Contemporaneamente raccoglie gran parte del suo materiale scenico in un'antologia dal titolo PROVE PER UN LIBRO, dove i suoi pezzi sono contrappuntati da divertenti tentativi letterari. Questo libro verrà pubblicato l’anno successivo dalla PANINI nei Comix. Questa digressione nell’editoria comprende anche una lunga serie di sonetti di riflessione satirica sul teatro, sul costume, pubblicati periodicamente da vari quotidiani, il Messaggero soprattutto nella rubrica “Versacci”.

Nella primavera-estate del ’97 è protagonista per Mediaset del nuovo film tv ANTONIO PORTA, AVVOCATO con la regia di Franco Giraldi.

Nel 1998 viene riproposta la seconda serie della Fiction-Tv IL MARESCIALLO ROCCA. Per Rai Uno.

Nel ’98 è voce recitante in PIERINO E IL LUPO favola musicale di Prokofieff, all’Auditorio di Santa Cecilia di Roma.

Nell’estate del ’98 scrive, dirige e interpreta UN NERO PER CASA, un film tv per Mediaset, dove debutta dietro alla macchina da presa.
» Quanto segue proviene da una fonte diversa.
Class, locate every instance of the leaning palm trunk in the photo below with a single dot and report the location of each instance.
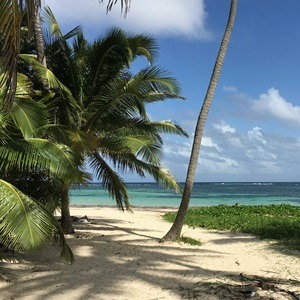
(38, 36)
(175, 231)
(66, 223)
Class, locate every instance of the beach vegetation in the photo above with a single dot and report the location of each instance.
(25, 223)
(279, 222)
(176, 228)
(106, 105)
(13, 16)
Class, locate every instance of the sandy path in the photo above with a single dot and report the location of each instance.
(119, 257)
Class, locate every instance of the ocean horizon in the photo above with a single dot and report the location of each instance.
(149, 194)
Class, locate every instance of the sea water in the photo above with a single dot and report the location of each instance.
(204, 194)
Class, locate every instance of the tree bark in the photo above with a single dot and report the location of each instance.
(66, 223)
(175, 231)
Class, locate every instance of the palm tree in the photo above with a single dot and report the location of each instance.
(175, 231)
(12, 15)
(107, 104)
(25, 224)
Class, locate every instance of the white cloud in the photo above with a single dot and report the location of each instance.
(216, 164)
(156, 17)
(229, 88)
(223, 127)
(272, 104)
(207, 142)
(256, 135)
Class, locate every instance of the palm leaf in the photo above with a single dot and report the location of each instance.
(25, 224)
(28, 116)
(146, 147)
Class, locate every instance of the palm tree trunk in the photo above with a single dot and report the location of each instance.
(38, 36)
(66, 223)
(175, 231)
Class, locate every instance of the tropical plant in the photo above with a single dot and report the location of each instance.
(12, 15)
(106, 104)
(175, 231)
(25, 223)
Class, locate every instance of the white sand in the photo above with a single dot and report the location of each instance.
(119, 257)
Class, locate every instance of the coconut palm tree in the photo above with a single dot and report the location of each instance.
(26, 224)
(12, 15)
(108, 103)
(175, 231)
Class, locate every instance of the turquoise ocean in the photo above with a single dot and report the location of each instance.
(204, 194)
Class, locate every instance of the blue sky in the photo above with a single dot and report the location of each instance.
(253, 128)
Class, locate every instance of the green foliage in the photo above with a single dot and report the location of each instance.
(280, 222)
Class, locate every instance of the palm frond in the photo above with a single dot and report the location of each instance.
(146, 147)
(25, 224)
(63, 161)
(168, 127)
(125, 5)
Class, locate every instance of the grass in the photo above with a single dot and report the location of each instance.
(279, 222)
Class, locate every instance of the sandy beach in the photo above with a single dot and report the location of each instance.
(118, 257)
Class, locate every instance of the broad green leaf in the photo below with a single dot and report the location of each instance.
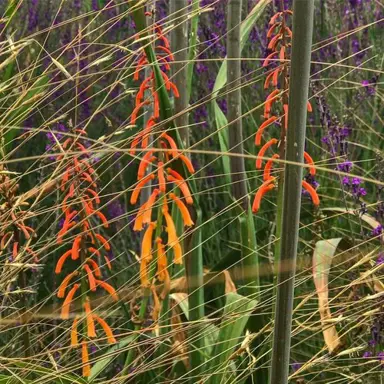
(109, 356)
(323, 255)
(235, 317)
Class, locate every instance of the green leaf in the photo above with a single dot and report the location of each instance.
(108, 357)
(235, 317)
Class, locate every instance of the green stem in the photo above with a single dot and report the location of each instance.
(298, 95)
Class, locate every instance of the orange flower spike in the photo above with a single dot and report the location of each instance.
(91, 332)
(183, 210)
(91, 278)
(67, 302)
(148, 207)
(108, 262)
(102, 218)
(268, 80)
(15, 249)
(76, 247)
(268, 167)
(263, 150)
(144, 163)
(271, 30)
(171, 143)
(161, 260)
(187, 163)
(309, 160)
(85, 359)
(64, 284)
(96, 269)
(166, 50)
(108, 288)
(107, 329)
(312, 192)
(160, 176)
(175, 174)
(74, 334)
(94, 250)
(146, 246)
(103, 241)
(173, 240)
(61, 261)
(274, 18)
(285, 107)
(268, 59)
(265, 187)
(182, 185)
(262, 127)
(94, 194)
(138, 188)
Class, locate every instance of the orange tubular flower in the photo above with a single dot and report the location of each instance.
(309, 160)
(262, 127)
(268, 167)
(108, 288)
(91, 278)
(138, 188)
(265, 187)
(173, 240)
(263, 150)
(183, 210)
(91, 332)
(64, 284)
(74, 334)
(61, 261)
(85, 359)
(312, 192)
(107, 329)
(67, 302)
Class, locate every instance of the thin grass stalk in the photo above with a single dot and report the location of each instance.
(192, 46)
(298, 95)
(179, 46)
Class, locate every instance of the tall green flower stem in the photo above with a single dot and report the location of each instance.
(235, 140)
(179, 47)
(298, 96)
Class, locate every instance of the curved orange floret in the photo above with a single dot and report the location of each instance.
(64, 284)
(146, 246)
(76, 247)
(268, 167)
(183, 210)
(312, 192)
(173, 240)
(262, 127)
(85, 359)
(182, 185)
(91, 332)
(108, 288)
(265, 187)
(67, 302)
(136, 192)
(107, 329)
(61, 261)
(309, 160)
(74, 334)
(262, 151)
(91, 278)
(95, 267)
(103, 241)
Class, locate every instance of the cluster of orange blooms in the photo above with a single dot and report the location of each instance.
(279, 34)
(166, 183)
(88, 247)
Per la stagione teatrale ’98 ’99 produce e cura la regia di STANNO SUONANDO LA NOSTRA CANZONE di N. Simon. Stavolta ne sono protagonisti Gianluca Guidi e Maria Laura Baccarini.

Al Festival di Benevento città spettacolo, presso il Teatro Romano presenta un recital dal titolo LE REGIONI DEGLI ALTRI dove insieme al suo repertorio propone una lettura di passi della “Divina Commedia” tradotti in vari dialetti.

Incide un disco dal titolo IL FATTO È CHE NON TI SO DIMENTICARE con canzoni di Claudio Mattone.

Nel dicembre del’98 è voce recitante de LA PIETÀ (STABAT MATER CONCERTANTE) composto da Nicola Piovani con versi di Vincenzo Cerami. Concerto che VERRÀ ripreso a Betlemme nell’aprile del ’99 e al Quirino di Roma nell’Aprile del 2000.

Nel marzo del ’99 riprende: PROVE PER UN RECITAL presentandolo all’Augusteo di Napoli, all’Olimpico di Roma e al tetro Tenda di Piazza Unità a Trieste. Lo spettacolo ottiene ovunque grande successo.

Nell’estate del’99 interpreta per Mediaset una nuove serie del film tv ANTONIO PORTA, AVVOCATO.

Tra il novembre del ’99 e il febbraio marzo 2000 riprende PROVE PER UN RECITAL a Milano, Livorno Firenze; Bologna e Roma. Lo spettacolo determina ovunque esiti trionfali.

In aprile e maggio del 2000 con la produzione del Piccolo Teatro di Milano dirige e interpreta SOCRATE scritto da Vincenzo Cerami. Il testo è tratto dall’Apologia di Socrate e dai dialoghi di Platone. Proietti offre sia come regista che come attore principale una delle interpretazioni più mature, misurate, intense della sua carriera. Le scene e i costumi sono di Quirino Conti e le musiche eseguite dal vivo sono di Nicola Piovani. Lo spettacolo debutta il 9 maggio e rimane al Teatro Strehler per un mese ottenendo un successo di pubblico e di critica molto importanti.

Nell’estate del 2000 e per le stagioni teatrali successive produce e dirige la commedia TAXI A DUE PIAZZE di Ray Cooney, con la compagnia Guidi / Baccarini. Lo spettacolo debutta al Festival di Borgio Verezzi e va in tournèè in tutta Italia con uno strepitoso successo di pubblico.

Nel frattempo assume la presidenza del Teatro Stabile Abbruzzese.

In autunno gira una nuova serie del IL MARESCIALLO ROCCA per Rai Uno.